Devant tous ces problèmes, l’espérance de l’Église reste « très ferme » : le monde peut s’ouvrir au message et à la personne du Christ et se convertir à la véritable paix.[47]
A propos de Gandhi, il serait trompeur de simplifier sa pensée comme en témoignent les citations suivantes:
« Lorsque deux nations sont en lutte, le devoir de celui qui a fait vœu d’ahimsâ est d’arrêter la guerre. Qui n’est pas égal à ce devoir, qui n’a pas le pouvoir de tenir tête à la guerre ou qui n’a pas qualité pour le faire, peut prendre part au conflit, tout en s’efforçant de tout cœur de libérer de la guerre et lui-même, et son pays et le monde. » (L’histoire de mes expériences de vérité-Une autobiographie, Partie IV, XXXIX Un dilemme spirituel, cité in COMBLIN Joseph, Théologie de la paix, Principes, Editions universitaires, 1960, p. 27, note 40).

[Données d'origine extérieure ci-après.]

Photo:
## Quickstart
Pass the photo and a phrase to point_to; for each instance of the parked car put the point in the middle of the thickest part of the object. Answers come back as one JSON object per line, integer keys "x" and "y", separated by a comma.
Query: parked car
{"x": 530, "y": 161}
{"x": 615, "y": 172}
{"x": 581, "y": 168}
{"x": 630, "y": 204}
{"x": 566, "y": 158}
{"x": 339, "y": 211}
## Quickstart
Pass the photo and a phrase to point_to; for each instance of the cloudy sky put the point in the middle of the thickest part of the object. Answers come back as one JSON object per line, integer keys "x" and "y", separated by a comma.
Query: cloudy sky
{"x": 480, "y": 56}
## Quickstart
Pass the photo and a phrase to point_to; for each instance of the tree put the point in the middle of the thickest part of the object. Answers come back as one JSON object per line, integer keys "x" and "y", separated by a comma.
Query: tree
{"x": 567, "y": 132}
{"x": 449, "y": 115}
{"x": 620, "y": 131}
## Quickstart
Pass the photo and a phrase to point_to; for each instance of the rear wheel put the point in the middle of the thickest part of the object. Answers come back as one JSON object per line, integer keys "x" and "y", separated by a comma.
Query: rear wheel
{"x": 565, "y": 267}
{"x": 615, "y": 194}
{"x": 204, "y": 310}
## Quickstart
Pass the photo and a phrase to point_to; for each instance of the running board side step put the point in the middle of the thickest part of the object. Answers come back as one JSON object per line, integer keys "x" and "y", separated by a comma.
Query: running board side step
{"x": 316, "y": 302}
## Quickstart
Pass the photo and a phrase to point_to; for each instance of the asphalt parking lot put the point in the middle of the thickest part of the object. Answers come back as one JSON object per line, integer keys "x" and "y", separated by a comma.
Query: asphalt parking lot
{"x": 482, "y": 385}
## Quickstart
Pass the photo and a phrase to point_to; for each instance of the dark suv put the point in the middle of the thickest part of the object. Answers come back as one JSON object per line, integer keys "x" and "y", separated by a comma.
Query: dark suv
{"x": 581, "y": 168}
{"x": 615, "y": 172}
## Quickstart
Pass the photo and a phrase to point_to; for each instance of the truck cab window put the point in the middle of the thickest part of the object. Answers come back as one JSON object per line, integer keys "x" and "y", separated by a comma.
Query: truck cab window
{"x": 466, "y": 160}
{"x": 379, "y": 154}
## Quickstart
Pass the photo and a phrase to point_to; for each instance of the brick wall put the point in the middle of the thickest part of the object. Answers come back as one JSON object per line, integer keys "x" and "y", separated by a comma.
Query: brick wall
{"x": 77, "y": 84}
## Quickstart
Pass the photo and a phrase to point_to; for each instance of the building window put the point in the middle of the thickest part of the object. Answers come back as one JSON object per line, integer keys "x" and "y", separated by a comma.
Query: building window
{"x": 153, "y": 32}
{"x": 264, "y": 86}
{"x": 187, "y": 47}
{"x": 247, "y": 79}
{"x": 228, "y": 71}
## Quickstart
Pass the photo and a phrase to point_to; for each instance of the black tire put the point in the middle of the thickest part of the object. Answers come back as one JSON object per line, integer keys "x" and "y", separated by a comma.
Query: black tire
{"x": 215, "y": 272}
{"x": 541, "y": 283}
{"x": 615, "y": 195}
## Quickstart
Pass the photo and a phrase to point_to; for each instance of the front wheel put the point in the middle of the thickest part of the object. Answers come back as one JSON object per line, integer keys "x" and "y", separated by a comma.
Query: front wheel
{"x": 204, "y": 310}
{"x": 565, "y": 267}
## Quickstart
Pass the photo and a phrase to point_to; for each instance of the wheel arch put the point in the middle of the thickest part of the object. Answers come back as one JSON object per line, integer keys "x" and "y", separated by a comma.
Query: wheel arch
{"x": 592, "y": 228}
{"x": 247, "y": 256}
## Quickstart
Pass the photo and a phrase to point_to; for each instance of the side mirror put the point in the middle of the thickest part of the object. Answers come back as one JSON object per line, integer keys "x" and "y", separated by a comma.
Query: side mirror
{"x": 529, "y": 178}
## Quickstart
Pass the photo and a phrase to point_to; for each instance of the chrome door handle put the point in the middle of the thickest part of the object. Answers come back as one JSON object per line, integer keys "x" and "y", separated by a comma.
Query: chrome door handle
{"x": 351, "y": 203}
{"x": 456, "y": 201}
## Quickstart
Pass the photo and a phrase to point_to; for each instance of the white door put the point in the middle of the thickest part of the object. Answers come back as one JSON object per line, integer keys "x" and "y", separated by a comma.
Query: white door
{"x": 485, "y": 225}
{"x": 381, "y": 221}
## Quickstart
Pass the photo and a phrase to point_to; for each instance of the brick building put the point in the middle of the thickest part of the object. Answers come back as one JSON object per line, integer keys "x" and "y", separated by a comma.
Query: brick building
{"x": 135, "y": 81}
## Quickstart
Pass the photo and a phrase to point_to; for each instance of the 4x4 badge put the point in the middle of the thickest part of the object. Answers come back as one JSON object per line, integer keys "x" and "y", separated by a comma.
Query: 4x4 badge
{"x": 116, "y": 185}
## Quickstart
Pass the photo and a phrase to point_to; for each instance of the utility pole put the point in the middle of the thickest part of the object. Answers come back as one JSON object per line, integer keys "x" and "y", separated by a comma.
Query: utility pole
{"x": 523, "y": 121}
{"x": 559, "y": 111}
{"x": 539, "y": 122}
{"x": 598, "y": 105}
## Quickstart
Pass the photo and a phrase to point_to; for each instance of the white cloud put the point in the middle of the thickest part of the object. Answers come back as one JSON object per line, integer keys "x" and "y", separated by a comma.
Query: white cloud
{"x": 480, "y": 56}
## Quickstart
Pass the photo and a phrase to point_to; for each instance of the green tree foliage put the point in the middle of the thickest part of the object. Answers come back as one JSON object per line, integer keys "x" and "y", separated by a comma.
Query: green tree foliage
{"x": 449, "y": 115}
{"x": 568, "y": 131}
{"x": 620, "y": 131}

« Il est déjà noble de défendre son bien, son honneur et sa religion à la pointe de son épée. Il est plus noble encore de les défendre sans chercher à faire de mal au malfaiteur. Mais il est vil, anti-naturel et déshonorant d’abandonner son poste, et, pour sauver sa peau, de laisser son bien, son honneur et sa religion à la merci du malfaiteur. Je vois comment je peux avec succès prêcher l’ahimsâ à ceux qui savent mourir, mais non à ceux qui ont peur de la mort. » (Lettres à l’Ashram, 1937, pp. 90 et svtes).
« Lorsqu’on a le choix uniquement entre la lâcheté et la violence je crois que je conseillerais la violence » id. p. 92 (Young India, 11/8/1920)
iii. Paul VI (1963-1978)
Paul VI fut acteur et héritier du Concile. Tout son pontificat a été marqué aussi par des guerres, des luttes et des menaces de conflits aux quatre coins du monde : au Moyen-Orient, en Afrique[1] et surtout « en Asie orientale » ( Viêt Nam). A cela s’joutent « la course aux armements nucléaires, l’ambition incontrôlée d’expansion nationale, l’exaltation démesurée de la race, les tendances subversives, la séparation impose entre citoyens d’un même pays, les manœuvres criminelles, le meurtre de personnes innocentes ».[2]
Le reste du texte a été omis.